An Innovative Collaborative Model of Care for Undiagnosed Complex Medical Conditions
- BCH —
- Brenner Children’s Hospital
- DDCCP —
- Declan Donoghue Collaborative Care Program
- EMR —
- electronic medical record
- PCP —
- primary care physician
- UCMC —
- undiagnosed complex medical conditions
- WFBH —
- Wake Forest Baptist Health
A recent National Academy of Sciences report titled Improving Diagnosis in Health Care emphasizes the importance of right diagnosis in health care delivery.1 Missed or delayed diagnoses, or incorrect diagnoses, constitute a patient safety problem.2 Diagnostic errors may contribute to ∼10% of patient deaths1 and account for a large portion of malpractice claims.3
One reason for diagnostic errors is the lack of collaboration between clinicians. Collaboration is particularly problematic when clinicians involved in the child’s care practice in different settings.4 The National Academy of Sciences report advocates teamwork in the diagnostic process. Collaborative, interdisciplinary conferences are often used in health care settings to improve patient care. Tumor boards, conferences where clinicians come together to discuss plans of care for their patients with cancer, improve patient outcomes.5 However, collaborative models of care to make diagnoses are not generally available. We describe an innovative model of care for children with undiagnosed complex medical conditions (UCMC) developed in a tertiary care children’s hospital as a result of family partnership with a health care system.
Context (Nicole Donoghue)
Declan was a wonderful baby. He was outgoing, sweet, and talkative. He had a wonderful focus and a beautiful spirit and was always happy and smiling as long as he was playing. Unlike most children, Declan had another list of details that described him. Declan’s medical problem list included fevers, eye scarring, arthritis of the knees, liquid aspiration, lower lobe pneumonia, erratic and nonconclusive blood test results, and unexplained illnesses.

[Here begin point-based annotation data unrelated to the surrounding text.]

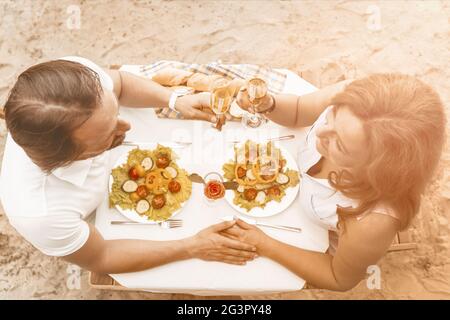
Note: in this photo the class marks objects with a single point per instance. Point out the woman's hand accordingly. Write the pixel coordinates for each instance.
(210, 245)
(193, 106)
(250, 234)
(243, 101)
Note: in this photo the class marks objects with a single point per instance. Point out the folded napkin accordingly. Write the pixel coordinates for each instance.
(275, 79)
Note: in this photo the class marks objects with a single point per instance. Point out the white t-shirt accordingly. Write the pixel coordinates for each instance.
(49, 210)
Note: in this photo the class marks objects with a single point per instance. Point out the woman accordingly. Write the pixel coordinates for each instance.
(368, 157)
(63, 118)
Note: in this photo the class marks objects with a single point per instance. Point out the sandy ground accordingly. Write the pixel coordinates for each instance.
(324, 41)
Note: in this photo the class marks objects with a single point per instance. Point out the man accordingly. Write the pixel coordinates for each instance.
(62, 118)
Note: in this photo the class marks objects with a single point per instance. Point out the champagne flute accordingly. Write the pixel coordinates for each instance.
(257, 91)
(221, 96)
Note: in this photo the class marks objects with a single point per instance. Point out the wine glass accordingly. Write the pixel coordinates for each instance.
(257, 91)
(221, 97)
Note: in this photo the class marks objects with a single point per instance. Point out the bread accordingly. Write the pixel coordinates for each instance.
(236, 84)
(172, 77)
(201, 82)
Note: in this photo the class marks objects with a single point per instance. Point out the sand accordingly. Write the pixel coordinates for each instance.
(324, 41)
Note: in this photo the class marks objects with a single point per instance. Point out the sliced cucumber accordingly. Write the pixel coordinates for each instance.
(142, 206)
(129, 186)
(261, 197)
(147, 163)
(172, 171)
(250, 174)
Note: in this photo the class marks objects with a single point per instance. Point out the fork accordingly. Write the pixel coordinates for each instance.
(167, 224)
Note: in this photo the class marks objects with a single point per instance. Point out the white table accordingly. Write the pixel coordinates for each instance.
(206, 154)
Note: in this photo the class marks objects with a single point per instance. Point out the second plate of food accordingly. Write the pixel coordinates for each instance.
(147, 185)
(267, 176)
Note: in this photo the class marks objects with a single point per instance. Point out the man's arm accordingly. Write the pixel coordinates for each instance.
(139, 92)
(119, 256)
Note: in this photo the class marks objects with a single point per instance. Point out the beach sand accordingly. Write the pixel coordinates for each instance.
(324, 41)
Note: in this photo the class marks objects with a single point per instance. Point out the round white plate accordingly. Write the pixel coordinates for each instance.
(272, 208)
(132, 214)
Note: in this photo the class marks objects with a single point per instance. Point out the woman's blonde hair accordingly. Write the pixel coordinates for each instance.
(404, 122)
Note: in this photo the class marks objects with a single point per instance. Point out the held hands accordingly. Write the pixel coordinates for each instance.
(210, 245)
(193, 106)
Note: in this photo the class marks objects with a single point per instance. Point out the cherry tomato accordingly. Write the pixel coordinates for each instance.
(140, 170)
(133, 174)
(158, 201)
(174, 186)
(142, 191)
(274, 191)
(267, 177)
(162, 161)
(250, 194)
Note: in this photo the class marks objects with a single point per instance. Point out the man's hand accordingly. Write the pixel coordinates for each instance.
(193, 106)
(210, 245)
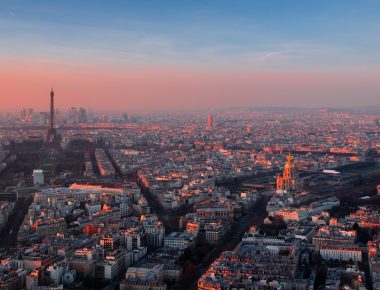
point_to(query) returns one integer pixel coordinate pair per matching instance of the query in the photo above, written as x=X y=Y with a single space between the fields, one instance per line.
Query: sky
x=189 y=55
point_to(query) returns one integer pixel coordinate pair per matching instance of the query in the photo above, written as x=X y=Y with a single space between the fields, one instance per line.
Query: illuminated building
x=289 y=181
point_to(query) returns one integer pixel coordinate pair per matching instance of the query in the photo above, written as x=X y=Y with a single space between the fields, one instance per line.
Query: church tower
x=289 y=181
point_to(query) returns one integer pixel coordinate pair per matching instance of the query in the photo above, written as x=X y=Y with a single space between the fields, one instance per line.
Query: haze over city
x=190 y=145
x=148 y=55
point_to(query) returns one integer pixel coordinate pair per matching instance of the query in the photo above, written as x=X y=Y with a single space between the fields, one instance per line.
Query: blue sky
x=264 y=34
x=191 y=54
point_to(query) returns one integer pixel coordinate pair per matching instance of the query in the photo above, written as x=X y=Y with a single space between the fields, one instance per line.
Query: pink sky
x=112 y=87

Declan had 10 specialists working to solve the mystery surrounding his unexplained illnesses. Each physician, including his primary care physician (PCP) and multiple specialist physicians, tried to solve our medical questions through their singular lens. But there was no 1 person trying to piece it all together. I prepared a medical overview chart documenting the outcomes of every visit and hoped to make some kind of connection between his ailments and symptoms. With >100 e-mails that I sent and coordinated between specialists, I was in the middle of the specialists without satisfactory results. What I really needed was a medical quarterback helping me navigate all the results, the assumptions, and our options. But Declan did not have a medical quarterback; he had a tenacious mom unwilling to let her son’s ailments go unanswered. But we ran out of time. The fevers got too high and too low and we got desperate for answers. At the age of 2, Declan was diagnosed with juvenile idiopathic arthritis and treated with prednisone. After 2 days of treatment, Declan died from overwhelming sepsis.
After his death, Declan was diagnosed with the rare genetic disease, X-linked chronic granulomatous disease. Declan’s father and I reviewed the many communications we had with Declan’s doctors and identified the missed opportunities to correctly diagnose Declan’s condition primarily from lack of communication between the many care providers and a clinician or team that served as a quarterback, overseeing his care. We articulated to the leaders of Wake Forest Baptist Health (WFBH) our concerns about the gaps in the process of diagnosing Declan. We then worked with WFBH leaders to create a system to address these gaps in making diagnoses for children. This partnership led to the development of the Declan Donoghue Collaborative Care Program (DDCCP) in April 2011.
Program (Savithri Nageswaran, Angel Mitchell, and Laurence Givner)
The goal of the DDCCP is to reduce morbidity and mortality in children with UCMC or complex medical conditions with unresolved clinical problems. Before the program started, a literature review was done to identify already developed collaborative models of care. An e-mail inquiry was sent to the complex care distribution list in the country. There were descriptions of interdisciplinary meetings; however, no other programs such as the one that was envisioned existed. A preliminary proposal for the program was developed, sent to all the physicians caring for children at WFBH, and then revised based on their feedback. The program model was continually revised based on the experiences in project implementation.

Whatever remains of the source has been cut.